Also note that in all three of the Empire novels the idea of a radioactive surface of much of the Earth is postulated. When they were first written Asimov was clearly fearing a possible nuclear war. But in the next novel we discuss he changes this, possible because it was written later when the fears of nuclear war had largely receded.

Robots and Empire (1985)

This last novel is not part of the Empire novel group, but it is where Asimov finished connecting his Robot series to his Foundation series. The action takes place on Aurora, Solaria, and Earth, the three planets that featured in the previous robot novels, and many of the previous characters have returned. Not Elijah Bailey, though. This novel takes place 200 years after his death. But the Spacers are much longer lived, so people like Gladia Delmarre, who was at the center of The Naked Sun and then appeared in The Robots of Dawn makes her third appearance, and several others from The Robots of Dawn appear again, both human and robot.

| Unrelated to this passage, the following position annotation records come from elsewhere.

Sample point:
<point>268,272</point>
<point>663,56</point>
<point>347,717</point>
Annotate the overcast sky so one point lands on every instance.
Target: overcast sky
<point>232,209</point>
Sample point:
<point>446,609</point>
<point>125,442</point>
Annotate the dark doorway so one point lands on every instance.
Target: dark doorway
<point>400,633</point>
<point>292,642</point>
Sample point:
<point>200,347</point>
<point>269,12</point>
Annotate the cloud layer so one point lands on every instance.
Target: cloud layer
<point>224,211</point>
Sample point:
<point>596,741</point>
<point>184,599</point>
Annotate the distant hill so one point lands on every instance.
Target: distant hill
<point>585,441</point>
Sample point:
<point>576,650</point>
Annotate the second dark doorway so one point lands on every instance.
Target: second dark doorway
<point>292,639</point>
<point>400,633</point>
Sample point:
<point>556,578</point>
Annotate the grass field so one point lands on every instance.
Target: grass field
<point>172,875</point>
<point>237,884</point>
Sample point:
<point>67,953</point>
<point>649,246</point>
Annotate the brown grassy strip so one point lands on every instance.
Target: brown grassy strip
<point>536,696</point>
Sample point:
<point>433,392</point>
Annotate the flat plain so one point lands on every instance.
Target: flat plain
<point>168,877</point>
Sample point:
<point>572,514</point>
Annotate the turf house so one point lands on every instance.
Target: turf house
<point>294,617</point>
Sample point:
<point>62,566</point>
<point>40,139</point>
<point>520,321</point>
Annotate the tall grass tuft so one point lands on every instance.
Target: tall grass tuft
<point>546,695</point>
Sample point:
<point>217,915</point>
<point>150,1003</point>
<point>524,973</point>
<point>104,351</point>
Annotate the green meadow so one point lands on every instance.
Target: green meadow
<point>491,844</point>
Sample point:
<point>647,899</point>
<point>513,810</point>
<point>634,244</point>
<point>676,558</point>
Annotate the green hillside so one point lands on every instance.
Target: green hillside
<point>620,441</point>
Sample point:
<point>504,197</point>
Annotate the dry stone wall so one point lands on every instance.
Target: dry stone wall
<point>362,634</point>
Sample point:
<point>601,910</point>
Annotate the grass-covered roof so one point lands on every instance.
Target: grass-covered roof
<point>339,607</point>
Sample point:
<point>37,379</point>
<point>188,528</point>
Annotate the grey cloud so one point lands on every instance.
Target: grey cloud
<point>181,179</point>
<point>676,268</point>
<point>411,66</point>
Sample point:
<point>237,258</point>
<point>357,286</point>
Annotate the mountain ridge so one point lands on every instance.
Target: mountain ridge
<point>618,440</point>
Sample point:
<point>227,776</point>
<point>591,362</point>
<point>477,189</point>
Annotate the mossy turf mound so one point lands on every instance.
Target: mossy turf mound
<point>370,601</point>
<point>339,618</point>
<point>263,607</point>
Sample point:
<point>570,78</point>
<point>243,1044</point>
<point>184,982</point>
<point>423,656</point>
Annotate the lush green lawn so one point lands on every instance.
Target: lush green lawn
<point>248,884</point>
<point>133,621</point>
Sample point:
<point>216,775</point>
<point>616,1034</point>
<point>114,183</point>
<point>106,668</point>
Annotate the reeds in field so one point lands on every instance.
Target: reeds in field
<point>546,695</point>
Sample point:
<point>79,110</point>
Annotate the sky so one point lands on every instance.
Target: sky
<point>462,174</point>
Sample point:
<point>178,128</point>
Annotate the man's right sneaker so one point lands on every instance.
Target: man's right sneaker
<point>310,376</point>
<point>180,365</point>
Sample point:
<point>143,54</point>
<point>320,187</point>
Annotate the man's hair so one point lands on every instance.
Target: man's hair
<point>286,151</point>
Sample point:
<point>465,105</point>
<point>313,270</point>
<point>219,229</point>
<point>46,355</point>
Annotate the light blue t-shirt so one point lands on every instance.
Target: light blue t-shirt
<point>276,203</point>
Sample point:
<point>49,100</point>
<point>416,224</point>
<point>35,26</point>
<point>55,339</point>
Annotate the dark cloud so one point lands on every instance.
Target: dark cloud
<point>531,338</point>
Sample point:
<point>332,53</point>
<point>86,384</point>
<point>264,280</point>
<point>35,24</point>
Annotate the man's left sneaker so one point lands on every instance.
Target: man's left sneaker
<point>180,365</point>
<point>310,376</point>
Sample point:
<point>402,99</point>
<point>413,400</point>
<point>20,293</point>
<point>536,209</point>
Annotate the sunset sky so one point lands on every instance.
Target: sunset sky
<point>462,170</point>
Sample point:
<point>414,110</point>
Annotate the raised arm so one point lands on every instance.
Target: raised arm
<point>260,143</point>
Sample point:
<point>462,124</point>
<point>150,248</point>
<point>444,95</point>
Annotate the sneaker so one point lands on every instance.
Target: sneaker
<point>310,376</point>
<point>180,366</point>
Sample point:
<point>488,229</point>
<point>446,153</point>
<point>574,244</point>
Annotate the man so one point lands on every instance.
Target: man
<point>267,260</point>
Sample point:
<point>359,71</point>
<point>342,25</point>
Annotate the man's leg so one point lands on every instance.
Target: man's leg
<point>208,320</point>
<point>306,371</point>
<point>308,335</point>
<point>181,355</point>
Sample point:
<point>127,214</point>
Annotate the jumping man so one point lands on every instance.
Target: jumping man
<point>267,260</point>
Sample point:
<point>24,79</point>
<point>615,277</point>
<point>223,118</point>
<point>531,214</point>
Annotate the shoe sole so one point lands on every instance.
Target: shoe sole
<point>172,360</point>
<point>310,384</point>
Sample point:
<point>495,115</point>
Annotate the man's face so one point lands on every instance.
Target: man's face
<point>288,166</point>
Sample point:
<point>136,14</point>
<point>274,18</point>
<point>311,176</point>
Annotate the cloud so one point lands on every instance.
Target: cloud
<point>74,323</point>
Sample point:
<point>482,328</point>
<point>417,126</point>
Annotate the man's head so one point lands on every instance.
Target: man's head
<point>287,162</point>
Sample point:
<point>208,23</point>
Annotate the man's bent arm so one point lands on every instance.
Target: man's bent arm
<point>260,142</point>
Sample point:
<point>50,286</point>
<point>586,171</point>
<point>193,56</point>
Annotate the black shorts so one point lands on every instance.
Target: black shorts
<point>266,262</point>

The two main robots are R. Daneel Olivaw and R. Giskard Reventlov, who have been given to Gladia by their deceased owner in his will. Giskard has apparently developed a form of telepathy that includes the ability to manipulate minds. And he and Daneel have decided that there is a zeroth law that supersedes the Three Laws of Robotics, which places humanity as a whole in the primary position. This allows them to harm individual humans if it is for the good of all humanity, but only with great difficulty because the First Law is so strong.

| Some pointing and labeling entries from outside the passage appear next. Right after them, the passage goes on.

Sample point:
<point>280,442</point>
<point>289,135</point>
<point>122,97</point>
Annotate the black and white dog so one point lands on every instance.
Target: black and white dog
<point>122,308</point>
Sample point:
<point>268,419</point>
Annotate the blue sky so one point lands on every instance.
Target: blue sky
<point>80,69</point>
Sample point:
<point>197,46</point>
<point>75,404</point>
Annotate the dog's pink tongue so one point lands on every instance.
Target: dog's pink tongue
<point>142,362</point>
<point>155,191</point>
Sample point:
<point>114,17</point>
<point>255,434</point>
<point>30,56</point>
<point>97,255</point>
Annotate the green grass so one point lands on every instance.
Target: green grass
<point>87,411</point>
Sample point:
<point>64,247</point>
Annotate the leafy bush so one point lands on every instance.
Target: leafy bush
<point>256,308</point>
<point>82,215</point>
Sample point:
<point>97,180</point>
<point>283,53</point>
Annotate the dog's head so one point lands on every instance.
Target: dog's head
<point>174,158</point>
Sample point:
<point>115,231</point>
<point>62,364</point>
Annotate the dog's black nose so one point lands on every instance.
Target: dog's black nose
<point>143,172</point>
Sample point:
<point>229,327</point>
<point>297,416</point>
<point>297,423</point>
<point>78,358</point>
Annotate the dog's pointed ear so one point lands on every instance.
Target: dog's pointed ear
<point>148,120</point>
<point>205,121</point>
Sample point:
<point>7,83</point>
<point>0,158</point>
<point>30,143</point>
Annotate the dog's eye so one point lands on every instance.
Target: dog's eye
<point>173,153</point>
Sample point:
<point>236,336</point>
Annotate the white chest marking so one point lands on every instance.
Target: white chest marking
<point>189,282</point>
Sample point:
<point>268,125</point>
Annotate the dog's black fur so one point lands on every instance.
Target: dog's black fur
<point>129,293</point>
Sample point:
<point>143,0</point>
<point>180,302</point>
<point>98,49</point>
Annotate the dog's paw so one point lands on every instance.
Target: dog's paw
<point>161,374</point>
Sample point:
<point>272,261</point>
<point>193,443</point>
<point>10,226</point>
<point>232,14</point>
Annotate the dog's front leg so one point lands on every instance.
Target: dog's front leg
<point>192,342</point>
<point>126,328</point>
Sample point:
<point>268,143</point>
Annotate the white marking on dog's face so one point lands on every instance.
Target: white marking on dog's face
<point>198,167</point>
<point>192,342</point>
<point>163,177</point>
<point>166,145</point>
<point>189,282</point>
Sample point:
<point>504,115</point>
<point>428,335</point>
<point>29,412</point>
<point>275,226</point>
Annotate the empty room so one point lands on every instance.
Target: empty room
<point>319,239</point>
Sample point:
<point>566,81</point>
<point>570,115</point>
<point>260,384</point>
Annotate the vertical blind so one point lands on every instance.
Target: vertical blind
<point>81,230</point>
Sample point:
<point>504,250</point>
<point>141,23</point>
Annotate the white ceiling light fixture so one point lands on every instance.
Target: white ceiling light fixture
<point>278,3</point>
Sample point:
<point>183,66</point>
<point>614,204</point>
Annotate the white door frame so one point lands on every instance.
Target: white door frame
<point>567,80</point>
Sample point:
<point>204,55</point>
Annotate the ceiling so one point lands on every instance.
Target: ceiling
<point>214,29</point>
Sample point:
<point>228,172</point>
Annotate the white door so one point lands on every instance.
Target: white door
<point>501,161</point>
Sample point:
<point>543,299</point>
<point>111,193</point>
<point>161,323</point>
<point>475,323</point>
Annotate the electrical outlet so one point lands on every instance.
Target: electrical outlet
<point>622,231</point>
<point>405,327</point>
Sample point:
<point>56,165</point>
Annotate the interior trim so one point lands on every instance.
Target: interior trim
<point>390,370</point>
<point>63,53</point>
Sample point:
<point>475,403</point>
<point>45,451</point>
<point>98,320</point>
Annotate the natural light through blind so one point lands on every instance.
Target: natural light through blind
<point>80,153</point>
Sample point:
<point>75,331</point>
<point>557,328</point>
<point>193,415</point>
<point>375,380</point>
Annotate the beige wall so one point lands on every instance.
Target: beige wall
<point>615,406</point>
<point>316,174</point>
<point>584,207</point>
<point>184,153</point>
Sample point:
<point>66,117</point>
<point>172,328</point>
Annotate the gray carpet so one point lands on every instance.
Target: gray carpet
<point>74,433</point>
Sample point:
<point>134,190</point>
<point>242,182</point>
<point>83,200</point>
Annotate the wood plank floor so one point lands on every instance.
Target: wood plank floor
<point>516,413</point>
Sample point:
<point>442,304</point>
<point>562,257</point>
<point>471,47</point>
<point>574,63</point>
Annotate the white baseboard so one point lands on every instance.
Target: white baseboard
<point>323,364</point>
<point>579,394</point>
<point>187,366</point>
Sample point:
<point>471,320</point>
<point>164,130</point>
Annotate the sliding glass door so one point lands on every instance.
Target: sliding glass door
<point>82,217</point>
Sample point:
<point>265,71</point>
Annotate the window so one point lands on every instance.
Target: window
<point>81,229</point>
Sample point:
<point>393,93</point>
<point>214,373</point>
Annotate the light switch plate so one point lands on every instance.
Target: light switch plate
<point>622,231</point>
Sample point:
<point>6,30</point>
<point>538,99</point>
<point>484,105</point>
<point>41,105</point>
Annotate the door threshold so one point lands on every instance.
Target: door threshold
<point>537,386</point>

At the time of this novel, some elements of the Earth population, including descendants of Elijah Bailey, have overcome their agoraphobia and started to move out to the stars. But they are not Spacers. They call themselves Settlers, and they do not have any robots because they have seen how that corrupted the Spacers. Some of the Spacers, though they have become decadent and stopped settling any worlds after Solaria, see the Settlers as a threat and want to wipe them out. They organize a plot using a device called the “nuclear intensifier” which will turn the surface of the Earth radioactive. Giskard and Daneel stop one of them, but this involves harming a person. Giskard can do it using the Zeroth Law, but the stress of this ultimately causes his demise. But the other Spacer intended to set the “nuclear intensifier” to a lower setting that would take longer to turn the surface radioactive, and the two robots decide that actually this would force the vigorous Earth inhabitants to leave and settle the Galaxy, so they let him do it. And Giskard, before he stops functioning completely, transfers to Daneel the secret of his telepathy/mind manipulation power.

With this novel, Asimov now has a new explanation for the radioactivity of the surface that avoids nuclear war. And he explains how he got from having robots to a Galactic Empire without them. Daneel will be very long lived, and some 20,000 years later will appear as the behind-the-scenes power guiding events in Prelude to Foundation, Foundation’s Edge, and Foundation and Earth.